Rhode Island Considers New Tolls
By Daniel C. Vock, Staff Writer
RHODE ISLAND TOLLS: Toll booths may be coming to the largely toll-free Rhode Island , as Governor Lincoln Chafee searches for ways to reduce the state's backlog of road repairs, reports the Providence Journal . The most likely place for new tolls would be on Interstate 95 near the Connecticut border. That move would require approval from the federal government, but, the Journal notes, many states are pushing Congress to give them more flexibility to add tolls to existing interstates.
ARKANSAS ROAD FUNDING: Two measures backed by Arkansas House Speaker Robert Moore Jr. to improve the state's roads using new taxes have cleared their first legislative hurdle, writes the Arkansas News Bureau . Moore wants to increase the state's diesel tax by 5 cents a gallon, bringing the total to 27.5 cents. He also is pushing a decade-long measure to increase the state's sales tax by half a cent; the proceeds would expand Arkansas' network of four-lane highways. Both measures would need voter approval next year. In his state of the state speech , Democratic Governor Mike Beebe said new revenues must be found for highway improvements.
NATIONAL TEEN DRIVING STANDARDS: A group of federal lawmakers wants to impose nationwide rules for teenagers getting driver's licenses, says Transportation Nation . Their proposal would require states to use a three-tier graduated licensing system, which would not let teens get unrestricted licenses until they turn 18. States would lose federal highway funding if they did not comply.
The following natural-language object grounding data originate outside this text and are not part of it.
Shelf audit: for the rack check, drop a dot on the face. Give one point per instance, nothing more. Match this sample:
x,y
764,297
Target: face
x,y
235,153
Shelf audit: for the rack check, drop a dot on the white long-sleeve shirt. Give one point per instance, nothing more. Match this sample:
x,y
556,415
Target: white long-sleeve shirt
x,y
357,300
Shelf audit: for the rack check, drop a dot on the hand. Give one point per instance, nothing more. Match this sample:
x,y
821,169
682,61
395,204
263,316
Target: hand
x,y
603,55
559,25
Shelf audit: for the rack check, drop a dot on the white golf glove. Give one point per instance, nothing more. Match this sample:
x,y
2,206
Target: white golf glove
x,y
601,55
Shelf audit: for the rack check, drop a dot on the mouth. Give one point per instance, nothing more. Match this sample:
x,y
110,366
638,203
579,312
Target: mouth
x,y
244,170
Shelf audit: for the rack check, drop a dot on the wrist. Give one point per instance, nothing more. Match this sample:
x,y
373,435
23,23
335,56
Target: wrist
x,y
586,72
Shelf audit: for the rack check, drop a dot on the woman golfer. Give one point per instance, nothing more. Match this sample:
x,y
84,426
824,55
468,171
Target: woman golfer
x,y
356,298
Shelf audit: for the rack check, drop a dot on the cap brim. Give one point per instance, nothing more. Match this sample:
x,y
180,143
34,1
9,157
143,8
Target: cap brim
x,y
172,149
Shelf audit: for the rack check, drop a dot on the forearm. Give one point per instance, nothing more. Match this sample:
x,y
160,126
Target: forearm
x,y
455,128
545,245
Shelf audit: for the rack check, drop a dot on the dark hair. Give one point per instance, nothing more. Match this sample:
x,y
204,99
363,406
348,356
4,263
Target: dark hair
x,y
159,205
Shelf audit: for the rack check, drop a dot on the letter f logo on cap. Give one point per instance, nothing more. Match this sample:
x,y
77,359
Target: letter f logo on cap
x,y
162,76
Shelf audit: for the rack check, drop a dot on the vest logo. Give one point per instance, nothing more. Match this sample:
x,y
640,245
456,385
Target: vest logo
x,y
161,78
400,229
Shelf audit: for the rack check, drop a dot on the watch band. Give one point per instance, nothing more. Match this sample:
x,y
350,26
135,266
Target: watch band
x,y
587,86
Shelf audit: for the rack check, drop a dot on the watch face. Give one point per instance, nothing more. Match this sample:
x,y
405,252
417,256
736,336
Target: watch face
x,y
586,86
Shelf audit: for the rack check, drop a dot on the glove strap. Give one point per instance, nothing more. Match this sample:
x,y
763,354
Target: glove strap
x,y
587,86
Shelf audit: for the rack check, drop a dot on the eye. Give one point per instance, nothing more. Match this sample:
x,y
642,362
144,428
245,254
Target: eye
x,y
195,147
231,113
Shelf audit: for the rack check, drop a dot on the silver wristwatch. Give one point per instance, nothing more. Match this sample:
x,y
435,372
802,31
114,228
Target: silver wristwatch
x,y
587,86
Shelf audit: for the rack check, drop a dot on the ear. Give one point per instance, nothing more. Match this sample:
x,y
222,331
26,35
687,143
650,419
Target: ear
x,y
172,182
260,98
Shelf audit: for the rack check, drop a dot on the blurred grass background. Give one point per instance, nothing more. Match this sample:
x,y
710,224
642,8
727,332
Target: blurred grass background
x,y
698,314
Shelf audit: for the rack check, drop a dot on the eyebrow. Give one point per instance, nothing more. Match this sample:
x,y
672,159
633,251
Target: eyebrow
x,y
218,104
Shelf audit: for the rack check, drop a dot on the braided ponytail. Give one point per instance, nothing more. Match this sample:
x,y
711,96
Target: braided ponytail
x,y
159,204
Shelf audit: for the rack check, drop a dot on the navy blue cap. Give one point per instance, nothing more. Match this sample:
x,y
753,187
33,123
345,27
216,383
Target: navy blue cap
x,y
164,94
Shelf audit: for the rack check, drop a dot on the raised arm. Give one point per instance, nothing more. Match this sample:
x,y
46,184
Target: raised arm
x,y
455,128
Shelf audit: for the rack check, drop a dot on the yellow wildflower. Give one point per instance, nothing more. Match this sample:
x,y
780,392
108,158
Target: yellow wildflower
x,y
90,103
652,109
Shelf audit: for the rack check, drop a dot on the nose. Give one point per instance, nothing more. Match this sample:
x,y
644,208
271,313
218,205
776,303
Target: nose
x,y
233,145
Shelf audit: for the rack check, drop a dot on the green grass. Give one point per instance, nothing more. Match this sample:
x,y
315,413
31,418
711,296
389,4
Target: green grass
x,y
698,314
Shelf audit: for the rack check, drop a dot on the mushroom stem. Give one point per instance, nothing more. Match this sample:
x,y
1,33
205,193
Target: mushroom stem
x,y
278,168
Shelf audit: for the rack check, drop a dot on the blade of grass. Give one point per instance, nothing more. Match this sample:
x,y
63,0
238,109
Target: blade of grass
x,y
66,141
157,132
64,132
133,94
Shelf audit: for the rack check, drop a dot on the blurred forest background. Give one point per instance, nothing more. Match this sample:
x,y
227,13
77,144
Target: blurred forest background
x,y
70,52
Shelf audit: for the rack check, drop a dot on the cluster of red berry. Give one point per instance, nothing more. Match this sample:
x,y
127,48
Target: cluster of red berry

All states use some sort of phased-in license already, but the details vary widely. "Six states allow permits for 14-year olds," Transportation Nation notes, "while South Dakota has no (restrictions) at all for 16-year-old drivers."
IMMIGRANT LICENSES: Late-session activity seems to have doomed efforts in Utah and New Mexico to bar unauthorized immigrants from driving legally. Legislation headed to Utah Governor Gary Herbert would allow drivers in the country illegally to get special driver's permits, but they would now have to provide fingerprints and undergo background checks, reports the (Provo) Daily Herald . The New Mexico Senate again rejected Governor Susana Martinez's effort to bar unauthorized immigrants from driving there, writes The Associated Press . Meanwhile, the Kansas City Star reports that the Missouri House approved legislation to require driver's tests to be administered only in English; currently they are given in 11 other languages, too.
PARENTAL DRIVER'S ED: Home-schooled high schoolers in Iowa would receive driving instruction from their parents rather than public school teachers, under legislation moving through the state House there. "It just doesn't make sense for students to have to go to public school for just this one thing," a lobbyist for the Iowa Faith and Freedom Coalition told the Quad-City Times . Iowa lawmakers approved similar legislation in 2004, but then-Governor Tom Vilsack vetoed it, citing concerns about "inconsistency in training."